Ciclade, le site qui retrouve l'argent oublié
C'est justement là qu'intervient Ciclade, le service en ligne créé par la Caisse des Dépôts pour ce type de situation précis. Cette plateforme a été créée dans le cadre de la loi Eckert du 13 juin 2014 relative aux comptes bancaires inactifs et aux contrats d'assurance vie en déshérence ou non réclamés.
Ciclade permet à un particulier de rechercher gratuitement les sommes transférées à la Caisse des dépôts, qu'il s'agisse de comptes bancaires, de livrets d'épargne ou de contrats d'assurance vie.
Le principe est d'une simplicité presque déconcertante : il suffit de renseigner le nom, le prénom et la date de naissance ou de décès du titulaire du compte pour lancer la recherche.
Le site ciclade.fr est d'intérêt général et gratuit. C'est le seul service officiel permettant la recherche de sommes non réclamées issues d'un compte bancaire, d'une assurance vie ou d'une épargne salariale.

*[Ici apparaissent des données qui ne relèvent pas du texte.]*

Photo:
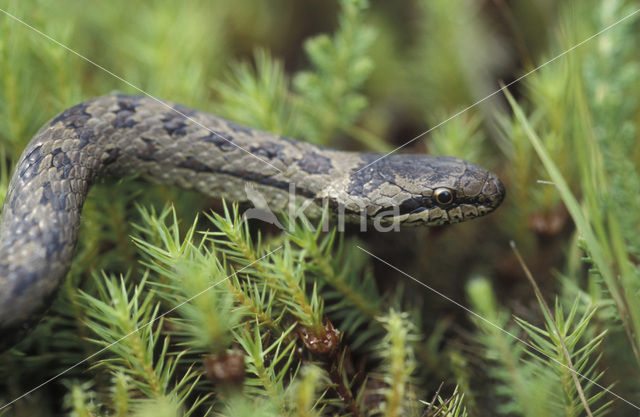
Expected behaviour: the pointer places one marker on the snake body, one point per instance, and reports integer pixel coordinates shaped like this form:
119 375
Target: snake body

La démarche concrète, étape par étape
Première étape logique : consulter le site avec l'identité du défunt. Si une correspondance apparaît, il faut créer un espace personnel sécurisé pour poursuivre.
Il faut alors fournir les justificatifs permettant de prouver que l'on est le titulaire, le souscripteur ou le bénéficiaire du compte, avec une pièce d'identité, un justificatif de décès et un justificatif de succession.
Vient ensuite l'attente, généralement courte à l'échelle administrative. La demande est traitée par la Caisse des Dépôts dans un délai de l'ordre de trois mois, et si elle est validée, les sommes dues sont restituées par virement bancaire.
Aucun frais de dossier, aucun intermédiaire payant n'est nécessaire. Les officines qui proposent de « retrouver de l'argent oublié » moyennant commission n'apportent rien que Ciclade ne fasse gratuitement.
Un montant moyen qui vaut le détour
Les sommes en jeu ne relèvent pas de l'anecdote. La Caisse des Dépôts conserve les fonds transférés pendant respectivement 20 ans ou 27 ans à compter de la date de transfert, période durant laquelle tout titulaire ou héritier peut en demander la restitution.
Un chiffre donne la mesure du phénomène à l'échelle nationale. La Caisse des dépôts et consignations avait recensé 3,7 milliards d'euros laissés à l'abandon sur des comptes inactifs, rapportait un an après le secrétaire d'État au Budget Christian Eckert.
Un vieux Livret A oublié, un plan d'épargne logement souscrit dans les années 1990, un compte-titres jamais transféré lors d'un changement de banque : ce sont souvent ces produits dormants qui gonflent la note.
Ne pas attendre le dernier moment
Vingt-sept ans, cela paraît long. Mais entre un décès mal signalé, une succession qui traîne et des héritiers qui se dispersent aux quatre coins du pays, le compteur tourne plus vite qu'on ne le pense.
Au-delà de cette durée de conservation des fonds par la Caisse des Dépôts, les fonds non réclamés sont reversés à l'État, définitivement, et après 30 ans d'inactivité, aucune restitution n'est possible.
Chaque année, un chiffre précis rappelle l'urgence de la démarche pour certains dossiers proches de l'échéance. La Caisse des dépôts communique une liste de plusieurs milliers de noms de titulaires de comptes pour lesquels la déchéance trentenaire doit se déclencher au 31 décembre, une demande devant être formulée au plus tard le 30 novembre.
Un simple réflexe suffit pourtant à couper court à ce genre de mésaventure : taper le nom d'un parent disparu sur Ciclade, histoire de vérifier qu'aucune enveloppe financière ne traîne encore, oubliée, dans les circuits de l'État.